First.
My son’s 18th birthday is on Tuesday September 1st.
Here is his story.... short as I can make it...
To make a long story short, YM was supposed to be our last child. Signed, sealed and delivered. The end. As she was still an infant I knew she wouldn’t be the last. We were going to have a boy. I KNEW this as strongly as I know my own name.
My husband on the other hand, did not. Nope. Nada. No way, Jose. Not today, not any day. Now, shew!
I assured him that we were going to have another child and he laid down three demands to even think about it.
1) different job
2) larger home
3) larger vehicle to fit another child.
We moved to Arizona for a job position.
We had a home built with four bedrooms, and a game room All of which was just the upstairs.
We bought a larger vehicle.
So I said.... Ahem..... Baby?
No.
He wasn’t feeling it. Three is a lot. Four is chaos.
Every once in awhile I’d say.... Baby?
Every time he replied, “No thank you. I’ve had plenty”
One Christmas we were walking out of a store with bags of wrapping paper and as I stepped of the curb he muttered, whispered, sputtered.... “Ok”
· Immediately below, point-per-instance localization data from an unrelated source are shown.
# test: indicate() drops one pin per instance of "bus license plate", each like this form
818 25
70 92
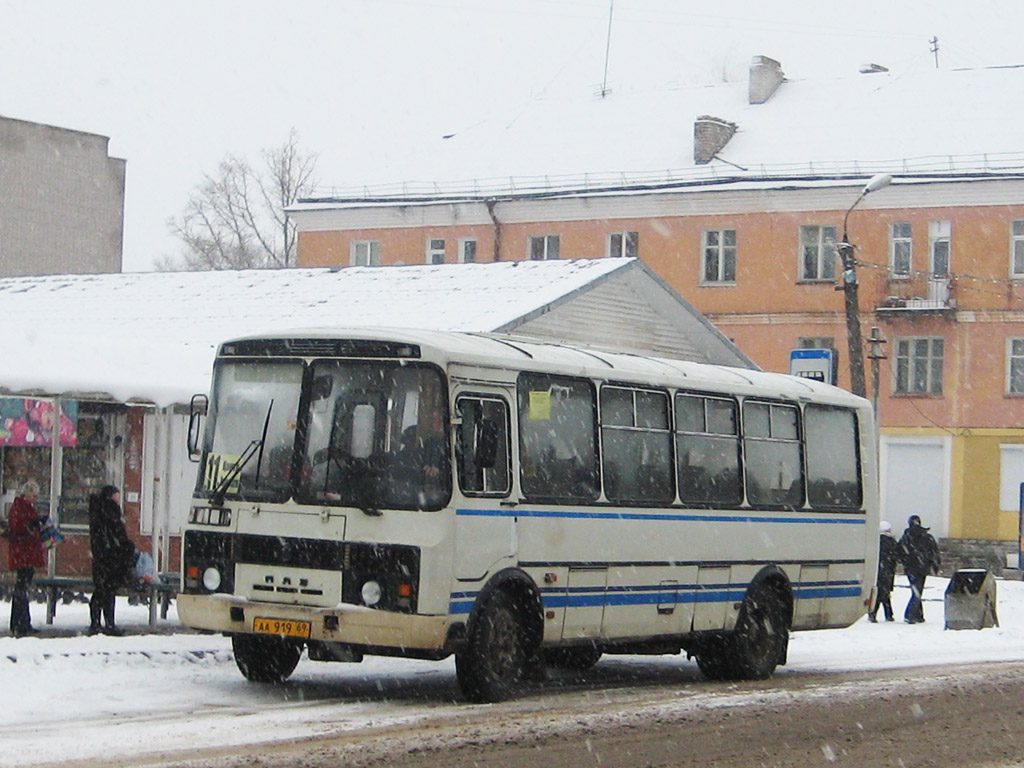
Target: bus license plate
284 627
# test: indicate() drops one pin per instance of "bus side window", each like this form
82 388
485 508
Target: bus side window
558 438
636 445
772 452
482 446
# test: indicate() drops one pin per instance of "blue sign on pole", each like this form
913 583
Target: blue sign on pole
812 364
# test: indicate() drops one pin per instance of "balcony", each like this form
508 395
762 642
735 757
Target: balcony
918 294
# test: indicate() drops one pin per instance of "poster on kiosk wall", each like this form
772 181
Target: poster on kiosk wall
29 423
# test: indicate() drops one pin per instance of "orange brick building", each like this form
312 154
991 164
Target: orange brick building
939 258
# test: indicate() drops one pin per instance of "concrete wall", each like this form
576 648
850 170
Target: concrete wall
61 202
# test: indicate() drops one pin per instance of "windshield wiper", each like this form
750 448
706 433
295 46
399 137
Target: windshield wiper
254 448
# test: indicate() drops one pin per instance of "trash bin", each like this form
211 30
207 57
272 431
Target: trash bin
971 600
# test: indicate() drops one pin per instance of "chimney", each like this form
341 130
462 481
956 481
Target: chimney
766 76
710 135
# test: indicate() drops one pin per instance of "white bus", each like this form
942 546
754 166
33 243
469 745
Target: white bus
520 504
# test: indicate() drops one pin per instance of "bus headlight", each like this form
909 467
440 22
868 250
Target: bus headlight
211 579
371 593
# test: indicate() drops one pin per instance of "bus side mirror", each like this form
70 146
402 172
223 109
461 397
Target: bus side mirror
322 387
197 410
486 444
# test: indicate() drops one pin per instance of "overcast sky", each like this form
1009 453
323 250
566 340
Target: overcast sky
176 86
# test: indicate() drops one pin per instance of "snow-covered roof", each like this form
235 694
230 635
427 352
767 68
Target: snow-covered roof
932 123
152 336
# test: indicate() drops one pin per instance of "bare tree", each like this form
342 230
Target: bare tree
236 219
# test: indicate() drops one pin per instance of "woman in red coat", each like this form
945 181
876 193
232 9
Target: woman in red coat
25 553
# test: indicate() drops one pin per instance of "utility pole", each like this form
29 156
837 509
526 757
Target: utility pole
607 49
875 354
851 299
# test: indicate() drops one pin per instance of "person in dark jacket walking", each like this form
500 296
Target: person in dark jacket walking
25 553
889 558
113 557
921 557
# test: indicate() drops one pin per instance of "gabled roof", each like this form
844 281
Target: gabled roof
152 337
932 123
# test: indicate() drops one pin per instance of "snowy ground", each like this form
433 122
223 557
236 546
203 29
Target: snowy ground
82 697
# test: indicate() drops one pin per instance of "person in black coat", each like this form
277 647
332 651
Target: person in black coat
921 557
889 557
113 557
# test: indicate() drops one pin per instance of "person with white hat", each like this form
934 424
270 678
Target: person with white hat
889 557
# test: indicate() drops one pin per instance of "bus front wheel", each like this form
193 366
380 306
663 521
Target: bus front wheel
494 664
265 658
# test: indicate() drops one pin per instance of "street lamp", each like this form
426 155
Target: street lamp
849 289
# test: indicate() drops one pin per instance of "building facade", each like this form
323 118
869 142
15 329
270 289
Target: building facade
940 263
745 229
61 201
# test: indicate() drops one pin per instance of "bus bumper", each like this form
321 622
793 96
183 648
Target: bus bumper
341 624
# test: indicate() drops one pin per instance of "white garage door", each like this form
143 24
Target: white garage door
916 482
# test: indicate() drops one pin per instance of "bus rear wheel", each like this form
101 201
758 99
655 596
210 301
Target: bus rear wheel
494 664
756 646
762 635
265 658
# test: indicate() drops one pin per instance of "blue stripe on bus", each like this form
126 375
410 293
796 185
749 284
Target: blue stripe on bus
674 517
462 602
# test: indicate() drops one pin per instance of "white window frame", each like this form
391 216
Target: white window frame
1017 249
939 232
897 243
464 244
435 250
717 253
1015 354
905 349
1011 475
549 244
826 253
366 251
628 245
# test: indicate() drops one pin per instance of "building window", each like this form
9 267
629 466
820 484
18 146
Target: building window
467 250
1015 366
899 250
543 247
366 253
919 366
1017 249
817 253
938 247
719 248
435 251
624 244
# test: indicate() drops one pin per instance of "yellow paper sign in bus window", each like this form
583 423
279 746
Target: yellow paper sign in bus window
217 467
540 406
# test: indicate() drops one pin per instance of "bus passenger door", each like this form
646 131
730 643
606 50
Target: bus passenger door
712 598
585 602
810 595
486 530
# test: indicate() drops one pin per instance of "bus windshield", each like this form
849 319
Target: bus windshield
377 436
252 424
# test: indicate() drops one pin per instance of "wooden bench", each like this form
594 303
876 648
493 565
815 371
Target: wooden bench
62 587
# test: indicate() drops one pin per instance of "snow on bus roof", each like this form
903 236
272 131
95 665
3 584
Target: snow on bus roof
151 337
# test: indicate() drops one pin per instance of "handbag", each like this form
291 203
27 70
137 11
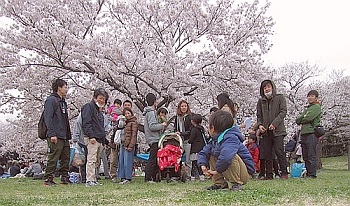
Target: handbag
319 131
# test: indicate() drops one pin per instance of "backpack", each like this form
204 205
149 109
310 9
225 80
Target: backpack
42 129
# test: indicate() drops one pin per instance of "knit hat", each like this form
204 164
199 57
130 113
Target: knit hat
313 92
150 98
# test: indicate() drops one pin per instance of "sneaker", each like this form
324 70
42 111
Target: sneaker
236 187
49 181
124 182
65 181
261 178
92 183
218 187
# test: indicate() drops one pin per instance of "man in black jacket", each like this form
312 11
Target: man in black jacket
271 111
58 133
94 133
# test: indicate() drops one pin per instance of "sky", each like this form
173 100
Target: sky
317 31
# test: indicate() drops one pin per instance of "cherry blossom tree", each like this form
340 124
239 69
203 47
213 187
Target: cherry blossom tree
175 49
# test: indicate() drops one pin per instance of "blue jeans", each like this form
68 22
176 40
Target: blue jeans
83 167
125 164
308 145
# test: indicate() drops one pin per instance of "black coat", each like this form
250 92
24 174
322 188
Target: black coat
56 117
187 123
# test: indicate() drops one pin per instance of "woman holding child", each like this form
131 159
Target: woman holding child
183 128
128 141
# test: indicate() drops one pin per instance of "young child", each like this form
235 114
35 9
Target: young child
162 116
197 141
114 110
254 151
225 157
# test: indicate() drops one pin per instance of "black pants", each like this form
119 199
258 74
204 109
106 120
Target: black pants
83 167
275 143
308 144
152 166
58 152
195 168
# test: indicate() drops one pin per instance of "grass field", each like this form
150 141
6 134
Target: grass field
332 187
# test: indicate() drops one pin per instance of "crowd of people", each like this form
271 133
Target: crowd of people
222 153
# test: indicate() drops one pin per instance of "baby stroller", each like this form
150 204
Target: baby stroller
170 150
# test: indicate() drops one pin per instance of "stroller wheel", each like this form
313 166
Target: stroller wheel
158 177
183 178
168 177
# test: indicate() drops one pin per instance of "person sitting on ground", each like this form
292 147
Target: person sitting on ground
14 169
225 157
34 169
254 151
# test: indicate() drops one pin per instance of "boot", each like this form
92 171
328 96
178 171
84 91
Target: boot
49 181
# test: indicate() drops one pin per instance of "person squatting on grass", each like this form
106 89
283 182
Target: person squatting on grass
225 157
271 111
94 133
78 137
152 133
197 141
310 118
58 133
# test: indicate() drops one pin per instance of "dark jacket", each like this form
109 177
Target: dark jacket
272 111
56 117
187 123
196 139
152 128
93 122
310 118
225 146
130 132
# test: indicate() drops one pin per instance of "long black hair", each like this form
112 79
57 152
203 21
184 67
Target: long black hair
223 99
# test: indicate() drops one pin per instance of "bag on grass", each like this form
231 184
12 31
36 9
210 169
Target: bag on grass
297 170
79 156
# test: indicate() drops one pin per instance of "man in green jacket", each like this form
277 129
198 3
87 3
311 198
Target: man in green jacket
310 118
271 111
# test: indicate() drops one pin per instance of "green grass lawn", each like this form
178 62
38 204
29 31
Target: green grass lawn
332 187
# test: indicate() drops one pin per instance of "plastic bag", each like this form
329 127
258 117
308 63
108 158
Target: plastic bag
79 156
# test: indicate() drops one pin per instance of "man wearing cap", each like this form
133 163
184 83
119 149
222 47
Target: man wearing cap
310 118
271 111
Wha? Huh? Who? Come again? I said, foot mid air....
“We can have a baby.”
“ seriously? A baby?”
“Yes”
And!!!
Anticlimactically......I could NOT conceive. I’d always been a baby making machine. 14th day if my cycle... pregnant. No questions asked.
Not this time. No baby. No baby. Ten more times.
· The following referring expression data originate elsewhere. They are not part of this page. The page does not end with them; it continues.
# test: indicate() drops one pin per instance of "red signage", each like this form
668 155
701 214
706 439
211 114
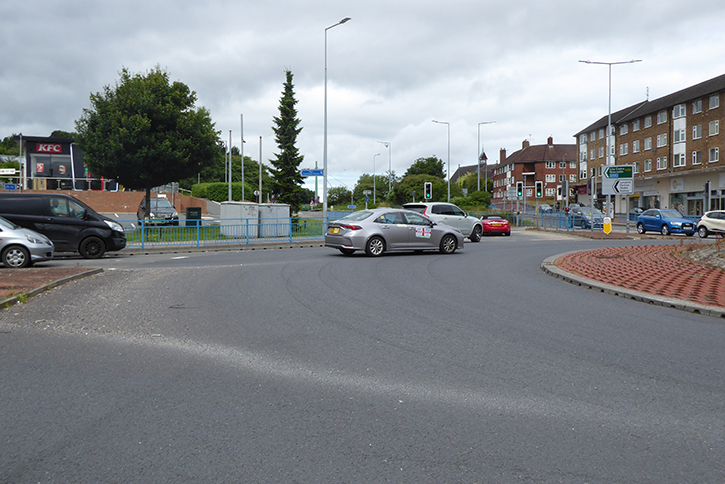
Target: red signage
48 148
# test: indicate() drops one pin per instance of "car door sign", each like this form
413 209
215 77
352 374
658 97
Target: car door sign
422 232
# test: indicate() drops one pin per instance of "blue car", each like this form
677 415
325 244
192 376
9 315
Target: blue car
665 222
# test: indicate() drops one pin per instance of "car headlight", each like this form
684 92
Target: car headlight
116 227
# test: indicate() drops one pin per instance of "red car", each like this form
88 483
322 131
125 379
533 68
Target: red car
495 224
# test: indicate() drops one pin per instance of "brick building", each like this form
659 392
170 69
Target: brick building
674 144
551 164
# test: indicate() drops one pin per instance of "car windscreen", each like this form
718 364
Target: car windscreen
671 214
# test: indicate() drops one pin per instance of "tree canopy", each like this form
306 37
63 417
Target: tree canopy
146 131
287 184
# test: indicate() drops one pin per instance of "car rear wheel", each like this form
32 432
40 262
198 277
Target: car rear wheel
476 234
448 244
375 246
16 257
92 248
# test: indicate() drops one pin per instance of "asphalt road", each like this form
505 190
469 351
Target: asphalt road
302 365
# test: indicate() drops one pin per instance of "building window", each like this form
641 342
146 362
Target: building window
714 155
714 101
679 136
678 159
714 128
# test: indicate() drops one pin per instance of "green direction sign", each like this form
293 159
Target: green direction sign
618 180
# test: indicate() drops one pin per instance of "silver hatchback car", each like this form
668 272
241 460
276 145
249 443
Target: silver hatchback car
21 247
389 230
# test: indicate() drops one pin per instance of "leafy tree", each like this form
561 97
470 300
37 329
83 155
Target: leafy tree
427 166
287 183
145 132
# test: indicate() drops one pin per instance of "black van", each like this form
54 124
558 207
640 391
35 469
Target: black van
72 225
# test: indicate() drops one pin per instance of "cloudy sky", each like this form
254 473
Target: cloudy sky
392 69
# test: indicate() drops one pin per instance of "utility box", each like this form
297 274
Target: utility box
274 220
193 216
239 220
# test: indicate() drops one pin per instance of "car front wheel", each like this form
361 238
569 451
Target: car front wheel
92 248
448 244
16 257
375 246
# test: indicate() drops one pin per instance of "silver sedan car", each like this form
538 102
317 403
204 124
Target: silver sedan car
21 247
390 230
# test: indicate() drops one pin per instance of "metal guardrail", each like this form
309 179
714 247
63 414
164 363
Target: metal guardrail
214 232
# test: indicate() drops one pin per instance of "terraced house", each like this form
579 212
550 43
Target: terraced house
675 144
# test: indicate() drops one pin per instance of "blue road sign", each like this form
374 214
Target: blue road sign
313 172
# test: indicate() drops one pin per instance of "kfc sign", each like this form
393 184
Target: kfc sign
48 148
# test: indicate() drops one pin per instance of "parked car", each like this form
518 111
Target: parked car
20 247
585 217
665 221
495 224
545 207
162 212
450 214
634 213
712 222
72 225
389 230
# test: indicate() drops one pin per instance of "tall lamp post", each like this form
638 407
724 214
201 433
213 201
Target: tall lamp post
389 146
324 150
610 158
478 156
378 154
449 156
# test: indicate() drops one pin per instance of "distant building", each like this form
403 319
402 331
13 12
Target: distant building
552 164
674 144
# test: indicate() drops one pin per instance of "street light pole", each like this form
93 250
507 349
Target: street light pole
324 149
478 158
609 158
378 154
449 156
389 146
I started charting my cycles. Obsessing over my Basal Temperature was my newest pastime. Inputting the results every morning into the pregnancy program became the thing I jumped out of bed to do before I even peed.
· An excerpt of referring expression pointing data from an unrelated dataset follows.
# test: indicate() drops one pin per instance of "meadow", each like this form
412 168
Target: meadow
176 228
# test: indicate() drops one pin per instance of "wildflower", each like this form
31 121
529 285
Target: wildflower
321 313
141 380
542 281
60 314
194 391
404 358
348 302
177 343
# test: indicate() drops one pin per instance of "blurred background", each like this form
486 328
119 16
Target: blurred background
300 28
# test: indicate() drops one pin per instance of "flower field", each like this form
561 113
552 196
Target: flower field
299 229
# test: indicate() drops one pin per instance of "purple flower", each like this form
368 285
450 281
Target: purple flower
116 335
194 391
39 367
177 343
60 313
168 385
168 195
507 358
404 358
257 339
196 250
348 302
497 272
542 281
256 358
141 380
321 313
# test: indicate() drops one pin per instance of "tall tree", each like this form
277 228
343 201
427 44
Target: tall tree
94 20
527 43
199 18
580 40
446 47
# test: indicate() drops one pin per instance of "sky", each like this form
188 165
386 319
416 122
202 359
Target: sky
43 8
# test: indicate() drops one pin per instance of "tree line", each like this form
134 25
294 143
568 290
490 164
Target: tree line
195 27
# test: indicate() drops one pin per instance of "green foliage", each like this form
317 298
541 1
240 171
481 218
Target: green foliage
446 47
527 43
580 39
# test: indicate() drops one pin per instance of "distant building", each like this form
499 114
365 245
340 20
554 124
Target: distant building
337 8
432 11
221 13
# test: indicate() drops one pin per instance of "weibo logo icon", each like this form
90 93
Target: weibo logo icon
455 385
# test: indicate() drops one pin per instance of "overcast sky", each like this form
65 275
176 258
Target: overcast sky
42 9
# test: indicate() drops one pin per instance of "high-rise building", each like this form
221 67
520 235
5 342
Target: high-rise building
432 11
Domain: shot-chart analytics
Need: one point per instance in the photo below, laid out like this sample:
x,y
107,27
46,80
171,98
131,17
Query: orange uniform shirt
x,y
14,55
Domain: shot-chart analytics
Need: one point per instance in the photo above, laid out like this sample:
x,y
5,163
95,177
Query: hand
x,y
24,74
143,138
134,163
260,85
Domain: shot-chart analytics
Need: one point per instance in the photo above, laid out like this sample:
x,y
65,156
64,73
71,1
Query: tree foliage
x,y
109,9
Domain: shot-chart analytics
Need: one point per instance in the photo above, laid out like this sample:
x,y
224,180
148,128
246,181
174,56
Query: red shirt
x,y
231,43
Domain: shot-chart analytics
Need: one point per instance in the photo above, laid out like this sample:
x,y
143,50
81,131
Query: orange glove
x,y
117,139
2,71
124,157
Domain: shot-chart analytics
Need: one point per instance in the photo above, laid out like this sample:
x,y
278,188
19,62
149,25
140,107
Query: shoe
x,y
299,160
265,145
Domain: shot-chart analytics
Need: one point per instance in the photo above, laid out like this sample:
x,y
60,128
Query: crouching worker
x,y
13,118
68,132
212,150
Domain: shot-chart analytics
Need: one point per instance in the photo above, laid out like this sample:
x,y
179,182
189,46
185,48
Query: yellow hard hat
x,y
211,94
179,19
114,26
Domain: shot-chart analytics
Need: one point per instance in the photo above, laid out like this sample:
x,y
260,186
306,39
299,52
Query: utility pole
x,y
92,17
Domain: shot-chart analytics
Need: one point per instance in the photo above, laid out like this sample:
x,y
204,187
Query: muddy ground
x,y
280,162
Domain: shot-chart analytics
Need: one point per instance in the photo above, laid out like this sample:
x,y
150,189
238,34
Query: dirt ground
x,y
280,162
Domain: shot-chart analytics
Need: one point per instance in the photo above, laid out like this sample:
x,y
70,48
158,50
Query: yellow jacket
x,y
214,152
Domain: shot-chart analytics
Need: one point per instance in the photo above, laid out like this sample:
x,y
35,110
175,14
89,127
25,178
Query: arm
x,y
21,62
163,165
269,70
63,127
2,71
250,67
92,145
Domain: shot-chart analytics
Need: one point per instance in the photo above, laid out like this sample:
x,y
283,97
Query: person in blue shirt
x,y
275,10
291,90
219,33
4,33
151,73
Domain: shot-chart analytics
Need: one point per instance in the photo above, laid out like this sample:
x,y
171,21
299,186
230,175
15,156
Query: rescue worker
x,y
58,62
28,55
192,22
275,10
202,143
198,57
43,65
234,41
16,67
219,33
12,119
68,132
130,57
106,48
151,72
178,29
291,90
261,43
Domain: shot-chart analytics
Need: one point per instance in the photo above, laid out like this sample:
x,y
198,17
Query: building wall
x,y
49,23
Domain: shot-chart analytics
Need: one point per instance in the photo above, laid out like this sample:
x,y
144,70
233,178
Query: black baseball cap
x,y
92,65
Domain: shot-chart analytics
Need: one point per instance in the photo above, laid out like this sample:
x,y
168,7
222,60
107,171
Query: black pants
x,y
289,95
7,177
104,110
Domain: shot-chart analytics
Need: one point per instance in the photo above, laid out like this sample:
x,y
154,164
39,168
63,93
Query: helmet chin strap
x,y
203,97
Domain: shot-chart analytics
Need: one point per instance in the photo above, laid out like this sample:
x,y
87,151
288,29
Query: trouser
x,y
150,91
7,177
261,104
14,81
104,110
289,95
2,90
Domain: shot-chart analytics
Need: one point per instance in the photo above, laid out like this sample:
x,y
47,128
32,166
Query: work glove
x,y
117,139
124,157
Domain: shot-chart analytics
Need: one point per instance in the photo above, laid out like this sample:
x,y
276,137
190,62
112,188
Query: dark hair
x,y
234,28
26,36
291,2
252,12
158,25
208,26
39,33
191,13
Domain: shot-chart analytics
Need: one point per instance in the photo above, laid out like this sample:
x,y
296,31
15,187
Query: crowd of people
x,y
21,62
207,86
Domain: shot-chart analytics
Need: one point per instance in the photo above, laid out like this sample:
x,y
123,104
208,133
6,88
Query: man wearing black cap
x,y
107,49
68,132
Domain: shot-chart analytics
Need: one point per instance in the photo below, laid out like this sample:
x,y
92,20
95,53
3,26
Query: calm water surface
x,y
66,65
There you go... temp is up... still up... still up...please stay up....
Congratulations ππ You Are Pregnant!!
Flashed onto my screen!!
It took a year.
I had:
Hypermesis Graviderum which sounds like a Harry Potter spell but actually means, in Latin, you get to be hospitalized because your can’t stop throwing up... EVER. I did get released, I did not stop throwing up and in fact, I LOST, 35 lbs. I was a stick with a belly which is why it’s so weird that I also got
Gestational Diabetes. That basically took any food that I could eat a tablespoon of, off the table. Not even bananas. I lived on broth in tablespoons, bits of turkey and small amounts of milk.
symphysis pubis dysfunction. This means, and this is an actual quote “ wrenching pain (as though your pelvis is tearing apart“ It is a blast!
And round two of Pre-eclampsia.......
I spent two weeks in a bathtub at the end and I couldn’t walk up my stairs or put on pants/shorts.
Oh, and I needed a blood transfusion because of me being too anemic.
And guess what?
I never. Ever. Not even one time complained. THAT is how much I adore being pregnant.
The birth story isn’t good and sent me spiraling into depression but the baby. My Mr Mouse. Well, he is smart, curious, thoughtful, funny, an asshole on occasion, determined, young man.
I am blessed.
Happy Birthday, Cub. It’s been awesome knowing you!